Deployments, StatefulSets, and DaemonSets have a **Restart** action on their detail page. Restarting performs a Kubernetes rolling restart: pods are replaced gradually so the workload stays available throughout. Use this to pick up updated ConfigMaps, Secrets, or images without editing the workload spec.

## Opening a Shell in a Pod

On a pod's detail page, click **Execute Shell** to open an interactive terminal session inside a running container. If the pod has multiple containers, you are prompted to choose which container to connect to. The session runs `kubectl exec` against the pod using your own federated credentials, so your access matches your [namespace permissions](/docs/kubernetes/namespaces).

## Deleting Workloads

To delete a workload, use the delete action on the workload detail page and confirm in the dialog. The confirmation shows the workload type and how many pods will be affected.

Deletion cascades: removing a workload also removes the resources it manages. For example, deleting a Deployment deletes its ReplicaSets and Pods. Pods are given a **30-second grace period** to shut down — they receive a `SIGTERM` signal and can perform cleanup tasks such as draining connections or saving state before being terminated.

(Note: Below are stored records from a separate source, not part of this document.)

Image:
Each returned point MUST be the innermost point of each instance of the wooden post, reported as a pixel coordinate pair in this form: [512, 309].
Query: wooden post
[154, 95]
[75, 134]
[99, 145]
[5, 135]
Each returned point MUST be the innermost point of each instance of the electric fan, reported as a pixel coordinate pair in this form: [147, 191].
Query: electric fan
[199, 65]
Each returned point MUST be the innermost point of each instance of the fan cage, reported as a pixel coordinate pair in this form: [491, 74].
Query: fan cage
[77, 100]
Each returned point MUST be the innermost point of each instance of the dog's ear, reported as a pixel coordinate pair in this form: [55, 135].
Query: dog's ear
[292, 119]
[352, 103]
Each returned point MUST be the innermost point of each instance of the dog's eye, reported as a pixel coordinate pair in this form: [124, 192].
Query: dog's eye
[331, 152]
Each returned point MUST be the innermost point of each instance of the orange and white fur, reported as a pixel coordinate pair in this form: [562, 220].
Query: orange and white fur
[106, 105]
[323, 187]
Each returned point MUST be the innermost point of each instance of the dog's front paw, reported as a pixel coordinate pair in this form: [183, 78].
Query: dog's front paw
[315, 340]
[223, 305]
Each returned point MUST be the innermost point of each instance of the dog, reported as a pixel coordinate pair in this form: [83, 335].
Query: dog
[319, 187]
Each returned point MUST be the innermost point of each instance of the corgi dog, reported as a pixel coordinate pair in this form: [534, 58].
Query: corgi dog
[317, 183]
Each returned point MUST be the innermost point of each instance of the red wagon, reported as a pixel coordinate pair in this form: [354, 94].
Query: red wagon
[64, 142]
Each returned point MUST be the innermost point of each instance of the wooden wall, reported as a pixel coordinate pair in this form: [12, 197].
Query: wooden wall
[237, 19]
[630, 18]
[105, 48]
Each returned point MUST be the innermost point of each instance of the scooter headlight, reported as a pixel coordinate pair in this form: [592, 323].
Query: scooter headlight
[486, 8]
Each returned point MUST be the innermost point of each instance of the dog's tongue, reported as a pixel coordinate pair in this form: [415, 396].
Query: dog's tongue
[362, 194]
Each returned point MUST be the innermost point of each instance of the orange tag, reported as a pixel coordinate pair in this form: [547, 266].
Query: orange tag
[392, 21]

:::warning StatefulSets and Data
Deleting a StatefulSet that manages persistent volumes may result in data loss. Review the workload's storage before deleting.
:::

:::warning Protected Namespace
Deleting workloads in the `kube-system` namespace is not permitted. This protects critical system components from accidental removal.
:::

:::info Supported Types
Supported workload types for deletion: Deployment, StatefulSet, DaemonSet, ReplicaSet, Job, CronJob, and Pod.
:::

## Observability

The workload detail view includes an **Observability** panel with real-time metrics charts for:

- **CPU** usage over time
- **Memory** usage over time (in GB)
- **Storage** usage over time (in GiB)

You can select a time range of **1 Hour**, **3 Hours**, or **8 Hours** using the dropdown in the panel header. Metrics refresh automatically.

For more details on metrics, see [Workload Metrics](/docs/kubernetes/workload-metrics).